As is our tradition at Solutions Review, we like to take a few moments every fiscal quarter to review the blogs of the top identity and access management vendors in the field. These providers are the boots on the ground in the fight against hackers, insider threats, and malicious nation-state actors. Therefore, their insights can tell us about the present and future of IAM.
This week we dove into Hum@n, the blog of Atlanta, Georgia-based IAM solution provider Simeio. We looked at their posts from Q1 2018 and a little before that to get their take on the identity market and on enterprise threats. Here’s what we found:
If your enterprise is in any way involved in healthcare, then you should know that cybersecurity isn’t just a matter of data privacy—it can be a matter of life and death. After all, if a patient doesn’t trust their healthcare providers’ with their personal information, they may withhold valuable information essential to an accurate diagnosis. Simeio notes that personal healthcare information can fetch a good price on the black market or be a component of blackmail against providers. Simeio notes that they could always refuse to share their personal information critical to their diagnosis.
Simeio recommends that healthcare identity authentication controls be balanced between too much and too little to reassure patients. Too much IAM can prevent crucial actors in healthcare enterprises from accessing information vital for their job functions and putting them under even more dire time constraints than they already face.
This post from Simeio actually disagrees with our previous exploration of blockchain technology in identity and access management. Simeio contends that blockchain can maintain consensus over facts and prevent underhanded dealings across disparate enterprises. The IAM solution provider notes that the anonymity that blockchain can facilitate, as evidenced by the proliferation of anonymous cryptocurrencies, may provide a path for more secure IAM.

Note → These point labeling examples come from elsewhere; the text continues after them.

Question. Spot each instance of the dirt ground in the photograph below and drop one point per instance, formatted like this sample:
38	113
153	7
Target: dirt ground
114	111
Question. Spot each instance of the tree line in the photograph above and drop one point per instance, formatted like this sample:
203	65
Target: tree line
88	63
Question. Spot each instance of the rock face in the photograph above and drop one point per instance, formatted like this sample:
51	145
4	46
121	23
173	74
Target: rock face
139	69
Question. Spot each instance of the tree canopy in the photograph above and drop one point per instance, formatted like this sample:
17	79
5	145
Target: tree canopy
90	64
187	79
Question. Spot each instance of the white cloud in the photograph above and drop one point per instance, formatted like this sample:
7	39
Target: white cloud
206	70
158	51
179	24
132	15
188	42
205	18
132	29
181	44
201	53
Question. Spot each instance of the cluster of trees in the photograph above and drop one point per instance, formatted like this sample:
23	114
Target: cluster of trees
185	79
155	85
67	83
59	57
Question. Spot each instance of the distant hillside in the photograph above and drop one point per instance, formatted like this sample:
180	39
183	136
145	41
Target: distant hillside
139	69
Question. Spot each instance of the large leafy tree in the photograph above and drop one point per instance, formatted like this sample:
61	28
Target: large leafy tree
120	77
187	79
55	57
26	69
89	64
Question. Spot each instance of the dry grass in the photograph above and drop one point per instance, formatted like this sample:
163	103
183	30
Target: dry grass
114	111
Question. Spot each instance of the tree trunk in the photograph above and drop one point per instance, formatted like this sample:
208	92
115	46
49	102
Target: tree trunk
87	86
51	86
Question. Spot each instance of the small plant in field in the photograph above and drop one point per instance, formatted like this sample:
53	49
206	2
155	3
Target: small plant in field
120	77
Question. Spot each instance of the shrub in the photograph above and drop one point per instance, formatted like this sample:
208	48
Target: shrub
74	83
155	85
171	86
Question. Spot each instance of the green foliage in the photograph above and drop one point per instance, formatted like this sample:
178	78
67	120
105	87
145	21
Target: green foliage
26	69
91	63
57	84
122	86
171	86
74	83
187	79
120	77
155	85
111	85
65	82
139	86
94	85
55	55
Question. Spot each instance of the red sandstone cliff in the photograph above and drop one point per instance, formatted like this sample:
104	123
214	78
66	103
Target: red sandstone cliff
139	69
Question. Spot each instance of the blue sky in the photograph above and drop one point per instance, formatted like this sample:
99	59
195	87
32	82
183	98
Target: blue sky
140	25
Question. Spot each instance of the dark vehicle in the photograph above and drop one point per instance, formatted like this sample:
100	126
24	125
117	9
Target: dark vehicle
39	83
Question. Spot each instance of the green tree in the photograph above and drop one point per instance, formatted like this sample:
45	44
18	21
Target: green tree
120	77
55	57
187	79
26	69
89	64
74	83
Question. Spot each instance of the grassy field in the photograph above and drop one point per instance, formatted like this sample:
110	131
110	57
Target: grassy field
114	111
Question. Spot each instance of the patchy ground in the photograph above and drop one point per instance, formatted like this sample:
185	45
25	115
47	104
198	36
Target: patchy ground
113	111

Simeio also notes that not all identity data can or should be stored via blockchain due to inherent scaling issues, but blockchain can be a gamechanger in storing administrative controls. Simeio points out that that blockchain can be an asset to enterprise IAM but may not be necessary in environments that truly trust their employees.
The overarching theme of this post is that problems arise when you only rely on one authentication factor in your IAM platform. Single-factor authentication allows more hackers to fake legitimate credentials and infiltrate your network via false positives while punishing legitimate users with false negatives.
Simeio notes that the best facial biometric authentication tool is 99.5% accurate—an accuracy rate that can be pushed closer to 100% with the simple inclusion of another authentication factor. Biometrics are no deterministic measures and therefore cannot or should not be used on their own but create reassurance in the authentication process.
Finding talent to run your identity and access management or identity governance and administration solutions is a daunting prospect. SImeio found that it can take an average of 8 to 12 months to fill a single IAM vacancy.
Simeio suggests checking whether your job postings reflect the reality of the job and treating your employees well to build a good reputation among potential recruits. Additionally, focus on building interest in your company’s cybersecurity positions early on so that you can fill gaps faster. Consider mid-career level professionals for vacancies, or consider outsourcing to a third-party IAM vendor.
Among Simeio’s suggestions they highlight the importance of focusing IAM on roles rather than individual people, so that permissions align with jobs and what they need to function properly. This will prevent permissions creep due to personnel changes or movement. They also recommend improving authentication (moving from single factor to multi-factor) and embracing the principle of least privilege—giving users only the permissions they absolutely need to do their jobs and no more.
Simeio predicts that IAM spending will reach $20.87 billion by 2022. Streamlining your IAM is more essential than ever if you want to get your money’s worth. 81 percent of breaches leveraged weak or stolen passwords and 25% were the result of insider threats. So use your IAM solution to focus in on your internal digital security, take steps to protect your cloud activity, and convince your enterprise’s influencers to get aboard IAM security.
The greatest vulnerability is rarely found outside the enterprise. Instead, it is your employees. 74% of enterprises feel vulnerable to insider threats, and for good reason: 65% of data breaches involved employee or contractor negligence. Deploying an access governance solution can reduce the risks involved with insider threats, according to Simeio.